The constitutional guarantees of belief and individual freedom, the judge explained, are to follow and practice a religion in the manner the religion instructs. Since scholars differ about the nature of a woman’s dress, there is no firm principle on this matter in sharī‘ah. Therefore, the government is within its rights to establish a dress code as it sees fit, while staying within the principle of modesty as is clearly required by Islam.
Sharī‘ah, the judge wrote, is principally about truth and justice, and is naturally progressive to change with the time and place. This guarantees it flexibility and vitality, so as to guard its purposes (maqāsid) in preserving religion, life, reason, honor, and property. No one scholar’s view should be made holy over another’s, and even the Companions of the Prophet made their rulings based on the benefit of the people. There is no reason to either consider or cancel them, but to judge independently based on the benefit of today.
Salafis originally wanted to tie sharia interpretation to traditional rulings, not just purposes, as interpreted by senior scholars from the Azhar. These provisions were written into the 2012 constitution but lost in its 2014 amendments. Seeing such a ruling as this, it is clear they do not trust the court.
But maybe they got what they wanted, through the court, even in what evaded them in 2012:
In order to replace the sharī‘ah-escaping word ‘principles’, the Nūr Party sought to change it in Article 2 with the more strict ‘rulings’ (ahkām). They did not gain consensus, and even in Article 219 the words translated as ‘rulings’ do not reflect the strictures of the Arabic ahkām.
But the SCC states in its May 18 judgment that Article 2 is based on the ahkām of sharī‘ah, in its foundations and general principles, using language reminiscent of Article 219. Furthermore, these ahkām may not be violated where they are maqtū’ bi thubūtiha au bi dallālitiha. This phrase means that the rulings are clear and proven, either by the Qur’an directly (thubūt) or through jurisprudential reasoning (dallālah).

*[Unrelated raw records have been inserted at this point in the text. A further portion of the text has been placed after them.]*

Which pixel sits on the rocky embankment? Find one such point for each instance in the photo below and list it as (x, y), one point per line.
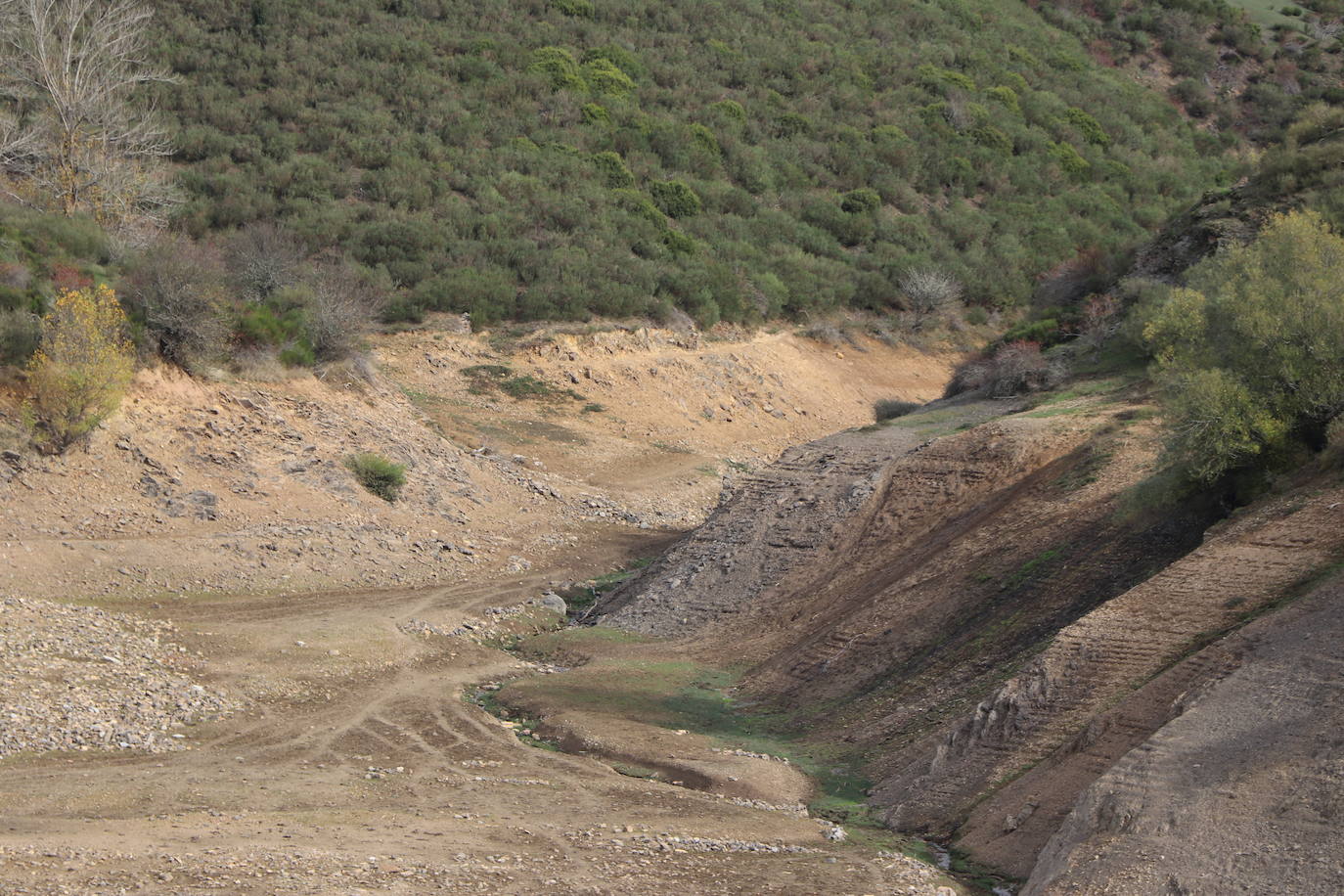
(78, 679)
(998, 615)
(1240, 790)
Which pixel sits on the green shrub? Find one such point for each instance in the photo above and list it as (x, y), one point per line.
(611, 168)
(861, 202)
(596, 114)
(21, 334)
(675, 199)
(1007, 97)
(560, 66)
(577, 8)
(730, 109)
(704, 139)
(1251, 352)
(991, 137)
(1088, 126)
(378, 474)
(1070, 161)
(604, 76)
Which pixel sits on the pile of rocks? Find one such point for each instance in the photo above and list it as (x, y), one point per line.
(82, 679)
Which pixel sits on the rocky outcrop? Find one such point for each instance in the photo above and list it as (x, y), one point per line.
(1055, 707)
(991, 612)
(770, 524)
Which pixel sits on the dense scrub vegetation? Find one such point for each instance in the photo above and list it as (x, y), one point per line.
(1240, 67)
(1250, 352)
(736, 160)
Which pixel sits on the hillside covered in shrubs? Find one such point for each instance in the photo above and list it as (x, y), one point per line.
(737, 160)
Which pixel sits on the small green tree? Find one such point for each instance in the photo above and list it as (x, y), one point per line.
(1251, 352)
(675, 199)
(378, 474)
(83, 367)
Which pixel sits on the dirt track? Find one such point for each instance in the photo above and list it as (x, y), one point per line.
(279, 798)
(354, 763)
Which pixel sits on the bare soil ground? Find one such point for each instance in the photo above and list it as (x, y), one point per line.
(343, 756)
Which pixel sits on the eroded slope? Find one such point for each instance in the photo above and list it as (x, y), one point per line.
(1240, 791)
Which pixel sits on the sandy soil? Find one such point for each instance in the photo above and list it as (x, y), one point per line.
(349, 760)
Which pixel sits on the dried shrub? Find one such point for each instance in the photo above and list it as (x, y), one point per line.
(1010, 370)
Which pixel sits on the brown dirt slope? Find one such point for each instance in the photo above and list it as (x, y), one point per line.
(215, 486)
(1243, 565)
(988, 623)
(1240, 791)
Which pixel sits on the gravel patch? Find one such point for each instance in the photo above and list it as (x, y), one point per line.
(82, 679)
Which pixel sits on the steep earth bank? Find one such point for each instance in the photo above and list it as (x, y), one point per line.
(269, 696)
(204, 486)
(992, 611)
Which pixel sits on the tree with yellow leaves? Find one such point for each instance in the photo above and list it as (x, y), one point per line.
(81, 371)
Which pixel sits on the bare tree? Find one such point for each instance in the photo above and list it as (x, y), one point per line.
(71, 137)
(929, 291)
(1099, 320)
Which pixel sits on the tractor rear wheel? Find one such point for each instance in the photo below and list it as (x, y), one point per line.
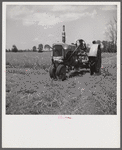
(52, 71)
(61, 72)
(98, 62)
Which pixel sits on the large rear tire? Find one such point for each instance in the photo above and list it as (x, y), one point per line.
(61, 72)
(98, 61)
(52, 71)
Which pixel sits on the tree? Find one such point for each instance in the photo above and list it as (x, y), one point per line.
(34, 48)
(40, 47)
(111, 31)
(14, 48)
(47, 47)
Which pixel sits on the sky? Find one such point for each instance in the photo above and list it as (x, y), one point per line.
(31, 25)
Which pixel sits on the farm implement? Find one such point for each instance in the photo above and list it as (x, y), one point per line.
(67, 57)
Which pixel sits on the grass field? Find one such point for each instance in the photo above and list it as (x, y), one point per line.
(29, 89)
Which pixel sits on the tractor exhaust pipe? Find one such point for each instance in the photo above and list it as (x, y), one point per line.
(63, 35)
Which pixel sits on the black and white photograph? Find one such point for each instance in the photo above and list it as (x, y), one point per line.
(61, 61)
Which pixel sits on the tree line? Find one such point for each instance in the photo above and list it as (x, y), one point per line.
(40, 48)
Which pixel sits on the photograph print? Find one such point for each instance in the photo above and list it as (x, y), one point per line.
(61, 59)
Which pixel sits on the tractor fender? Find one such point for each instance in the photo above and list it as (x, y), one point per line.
(93, 50)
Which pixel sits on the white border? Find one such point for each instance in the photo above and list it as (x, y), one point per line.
(87, 131)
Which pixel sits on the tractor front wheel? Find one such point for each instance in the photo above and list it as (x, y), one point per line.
(61, 72)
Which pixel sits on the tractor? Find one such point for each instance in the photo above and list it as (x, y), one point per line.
(67, 57)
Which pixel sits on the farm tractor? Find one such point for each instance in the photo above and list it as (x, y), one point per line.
(67, 57)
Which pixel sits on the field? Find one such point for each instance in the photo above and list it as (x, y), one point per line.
(29, 89)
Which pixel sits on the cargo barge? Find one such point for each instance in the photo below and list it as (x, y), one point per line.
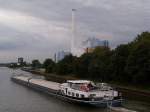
(75, 91)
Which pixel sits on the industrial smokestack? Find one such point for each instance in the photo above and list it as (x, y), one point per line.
(73, 31)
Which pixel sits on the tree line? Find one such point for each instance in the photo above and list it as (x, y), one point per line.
(127, 63)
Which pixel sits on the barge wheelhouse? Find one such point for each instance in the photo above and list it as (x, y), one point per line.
(84, 91)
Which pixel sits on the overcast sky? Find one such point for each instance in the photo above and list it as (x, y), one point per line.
(39, 28)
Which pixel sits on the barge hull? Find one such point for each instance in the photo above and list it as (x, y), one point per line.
(57, 94)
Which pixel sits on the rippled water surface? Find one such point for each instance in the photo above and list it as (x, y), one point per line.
(17, 98)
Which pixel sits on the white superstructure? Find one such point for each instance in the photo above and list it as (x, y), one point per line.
(87, 89)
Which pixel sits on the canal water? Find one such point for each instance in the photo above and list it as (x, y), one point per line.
(17, 98)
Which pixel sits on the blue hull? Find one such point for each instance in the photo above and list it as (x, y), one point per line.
(99, 103)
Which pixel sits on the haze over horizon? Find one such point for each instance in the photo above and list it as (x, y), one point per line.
(36, 29)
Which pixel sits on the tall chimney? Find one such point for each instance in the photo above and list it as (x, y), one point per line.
(73, 31)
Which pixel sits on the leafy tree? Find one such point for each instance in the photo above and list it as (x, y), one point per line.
(138, 63)
(65, 66)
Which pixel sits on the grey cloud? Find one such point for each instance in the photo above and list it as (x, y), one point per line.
(119, 21)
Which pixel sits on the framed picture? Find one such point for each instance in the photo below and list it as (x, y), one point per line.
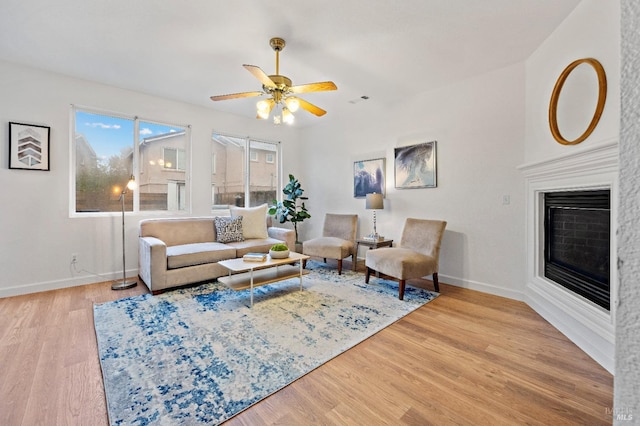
(415, 166)
(28, 146)
(368, 177)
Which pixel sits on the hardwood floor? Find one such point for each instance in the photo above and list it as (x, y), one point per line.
(464, 358)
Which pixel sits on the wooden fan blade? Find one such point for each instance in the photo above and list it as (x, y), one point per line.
(311, 108)
(236, 95)
(260, 75)
(313, 87)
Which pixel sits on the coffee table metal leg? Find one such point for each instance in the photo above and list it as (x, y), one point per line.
(251, 275)
(300, 276)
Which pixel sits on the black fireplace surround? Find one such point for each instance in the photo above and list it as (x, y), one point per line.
(577, 242)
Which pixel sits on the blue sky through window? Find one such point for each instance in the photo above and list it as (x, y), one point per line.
(109, 135)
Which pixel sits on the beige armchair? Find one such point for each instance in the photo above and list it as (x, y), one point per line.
(337, 241)
(415, 257)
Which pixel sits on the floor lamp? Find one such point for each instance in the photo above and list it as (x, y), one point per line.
(124, 284)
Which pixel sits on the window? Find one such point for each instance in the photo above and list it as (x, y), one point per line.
(109, 148)
(238, 180)
(174, 159)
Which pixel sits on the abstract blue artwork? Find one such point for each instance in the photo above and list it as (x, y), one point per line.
(368, 177)
(415, 166)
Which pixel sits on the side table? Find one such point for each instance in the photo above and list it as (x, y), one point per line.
(372, 244)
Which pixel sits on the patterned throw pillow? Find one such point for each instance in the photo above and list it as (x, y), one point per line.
(228, 230)
(254, 220)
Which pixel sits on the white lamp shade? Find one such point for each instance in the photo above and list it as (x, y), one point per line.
(374, 201)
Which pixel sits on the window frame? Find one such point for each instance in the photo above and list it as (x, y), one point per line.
(137, 157)
(246, 140)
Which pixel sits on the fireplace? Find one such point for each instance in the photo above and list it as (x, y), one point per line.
(577, 243)
(562, 182)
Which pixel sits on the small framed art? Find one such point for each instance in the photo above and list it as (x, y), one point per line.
(28, 146)
(415, 166)
(368, 177)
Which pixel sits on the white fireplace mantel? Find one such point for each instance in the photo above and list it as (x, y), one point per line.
(586, 324)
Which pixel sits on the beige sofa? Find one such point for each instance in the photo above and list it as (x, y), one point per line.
(177, 251)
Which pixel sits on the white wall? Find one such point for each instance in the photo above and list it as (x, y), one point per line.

But this is not restricted only to hukm qata’i, where there is one accepted meaning only. It includes also hukm zanni, where many meanings and interpretations have been suggested. The point is that sharī‘ah encompasses the historic work of scholarship, and legislation must not transgress its bounds. Within this sharī‘ah heritage, no voice is sacred and new voices may emerge with the times. But as the parliament creates law, the judiciary judges within the hedge of sharī‘ah. This is not the language of a judge seeking to ignore it.
But perhaps this is all legal semantics, and what really matters is who is in charge. From the conclusion:
It may not be the language of the constitution that is of paramount importance, but who writes it. The 2012 constitution signaled a transition to a new Islamist order; the 2014 signaled a reversal. The reversal, however, includes preamble language authored by the Salafis, and the terms of debate bound by Article 2.
If correct, this interpretation suggests the forces of reversal remain in control, and less-than-Islamist rulings are likely to issue from the SCC. But it also suggests that Salafis have a place at the table, and may through this constitutional nod win either legislation or rulings that reflect conservative religion.
In this sense, does their defense of sharī‘ah mean also the defense of their existence? It is too early to tell, but it has resulted, at least, in a public constitutional reminder that sharī‘ah remains the basis of legislation.
That this reminder can be interpreted flexibly fits well the overall ambiguity of the political situation, Nūr included.